Archive for the ‘C++’ Category

Virtual inheritance overhead in g++

Thursday, April 17th, 2008

By now every C++ engineer worth her salt knows that virtual inheritance is not free. It has object code, runtime (both CPU and memory), as well as compilation time and memory overheads (for an in-depth discussion on how virtual inheritance is implemented in C++ compilers see “Inside the C++ Object Model” by Stanley Lippman). In this post I would like to consider the object code as well as compilation time and memory overheads since in modern C++ implementations these are normally sacrificed for the runtime speed and can present major surprises. Unlike existing studies on this subject, I won’t bore you with “academic” metrics such as per class or per virtual function overhead or synthetic tests. Such metrics and tests have two main problems: they don’t give a feeling of the overhead experienced by real-world applications and they don’t factor in the extra code necessary to account for the lack of functionality otherwise provided by virtual inheritance.

It is hard to come by non-trivial applications that can provide the same functionality with and without virtual inheritance. I happened to have access to such an application and what follows is a quick description of the problem virtual inheritance was used to solve. I will then present some measurements of the overhead by comparing to the same functionality implemented without virtual inheritance.

The application in question is XSD/e, validating XML parser/serializer generator for embedded systems. Given a definition of an XML vocabulary in XML Schema it generates a parser skeleton (C++ class) for each type defined in that vocabulary. Types in XML Schema can derive from each other and if two types are related by inheritance then it is often desirable to be able to reuse the base parser implementation in the derived one. To support this requirement, the current implementation of XSD/e uses the C++ mixin idiom that relies on virtual inheritance:

// Parser skeletons. Generated by XSD/e.
//
struct base
{
  virtual void
  foo () = 0;
};
 
struct derived: virtual base
{
  virtual void
  bar () = 0;
};
 
// Parser implementations. Hand-written.
//
struct base_impl: virtual base
{
  virtual void
  foo ()
  {
    ...
  }
};
 
struct derived_impl: virtual derived,
                     base_impl
{
  virtual void
  bar ()
  {
    ...
  }
};

This approach works well but we quickly found out that for large vocabularies with hundreds of types the resulting object code produced by g++ was unacceptably large. Furthermore, on a schema with a little more than a thousand types, g++ with optimization turned on (-O2) runs out of memory on a machine with 2GB of RAM.

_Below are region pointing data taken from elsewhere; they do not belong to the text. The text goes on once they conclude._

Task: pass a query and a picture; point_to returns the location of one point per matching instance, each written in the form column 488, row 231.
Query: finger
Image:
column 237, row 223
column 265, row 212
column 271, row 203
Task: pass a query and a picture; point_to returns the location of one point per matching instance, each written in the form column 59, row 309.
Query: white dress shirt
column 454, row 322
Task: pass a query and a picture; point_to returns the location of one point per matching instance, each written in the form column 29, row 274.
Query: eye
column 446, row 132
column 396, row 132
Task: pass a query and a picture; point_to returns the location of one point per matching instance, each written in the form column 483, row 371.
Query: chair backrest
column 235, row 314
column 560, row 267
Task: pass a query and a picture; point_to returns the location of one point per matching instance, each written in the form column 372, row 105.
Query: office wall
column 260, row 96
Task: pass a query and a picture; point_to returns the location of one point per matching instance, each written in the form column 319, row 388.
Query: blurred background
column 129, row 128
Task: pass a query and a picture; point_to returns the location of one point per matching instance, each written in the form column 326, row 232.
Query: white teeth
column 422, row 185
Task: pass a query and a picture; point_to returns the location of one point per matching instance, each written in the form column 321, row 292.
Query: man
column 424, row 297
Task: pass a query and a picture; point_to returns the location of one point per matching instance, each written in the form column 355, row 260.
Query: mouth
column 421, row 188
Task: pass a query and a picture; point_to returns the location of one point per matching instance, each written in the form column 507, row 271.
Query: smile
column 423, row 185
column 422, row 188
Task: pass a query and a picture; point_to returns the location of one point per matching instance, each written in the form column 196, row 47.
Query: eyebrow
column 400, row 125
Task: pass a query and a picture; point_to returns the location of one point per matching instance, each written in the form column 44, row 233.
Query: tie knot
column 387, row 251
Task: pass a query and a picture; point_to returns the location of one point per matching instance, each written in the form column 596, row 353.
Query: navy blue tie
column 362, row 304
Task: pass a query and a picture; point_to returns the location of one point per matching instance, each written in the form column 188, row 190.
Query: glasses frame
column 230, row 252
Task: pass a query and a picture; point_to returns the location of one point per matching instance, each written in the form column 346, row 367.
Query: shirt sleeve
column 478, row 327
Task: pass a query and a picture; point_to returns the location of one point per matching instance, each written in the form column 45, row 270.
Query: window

After some analysis we determined that virtual inheritance was to blame. To resolve this problem we have developed an alternative, delegation-based implementation reuse method (will appear in the next release of XSD/e) that is almost as convenient to use as mixin (this is the case because all the support code is automatically generated by the XSD/e compiler). The idea behind the delegation-based approach is illustrated in the following code fragment:

// Parser skeletons. Generated by XSD/e.
//
struct base
{
  virtual void
  foo () = 0;
};
 
struct derived: base
{
  derived (base* impl)
    : impl_ (impl)
  {
  }
 
  virtual void
  bar () = 0;
 
  virtual void
  foo ()
  {
    assert (impl_);
    impl_->foo ();
  }
 
private:
  base* impl_;
};
 
// Parser implementations. Hand-written.
//
struct base_impl: base
{
  virtual void
  foo ()
  {
    ...
  }
};
 
struct derived_impl: derived
{
  derived_impl ()
    : derived (&base_impl_)
  {
  }
 
  virtual void
  bar ()
  {
    ...
  }
 
private:
  base_impl base_impl_;
};

The optimized for size (-Os) and stripped test executable built for the above-mentioned thousand-types schema using virtual inheritance is 15MB in size. It also takes 19 minutes to build and peak memory usage of the C++ compiler is 1.6GB. For comparison, the same executable built using the delegation-based approach is 3.7MB in size, takes 14 minutes to build, and peak memory usage is 348MB. That’s right, the executable is 4 times smaller. Note also that the generated parser skeletons are not just a bunch of pure virtual function signatures. They include XML Schema validation, data conversion, and dispatch code. The measurements also showed that the runtime performance of the two reuse approaches is about the same (most likely because g++ performs a similar delegation under the hood except that it has to handle all possible use-cases thus the object code overhead).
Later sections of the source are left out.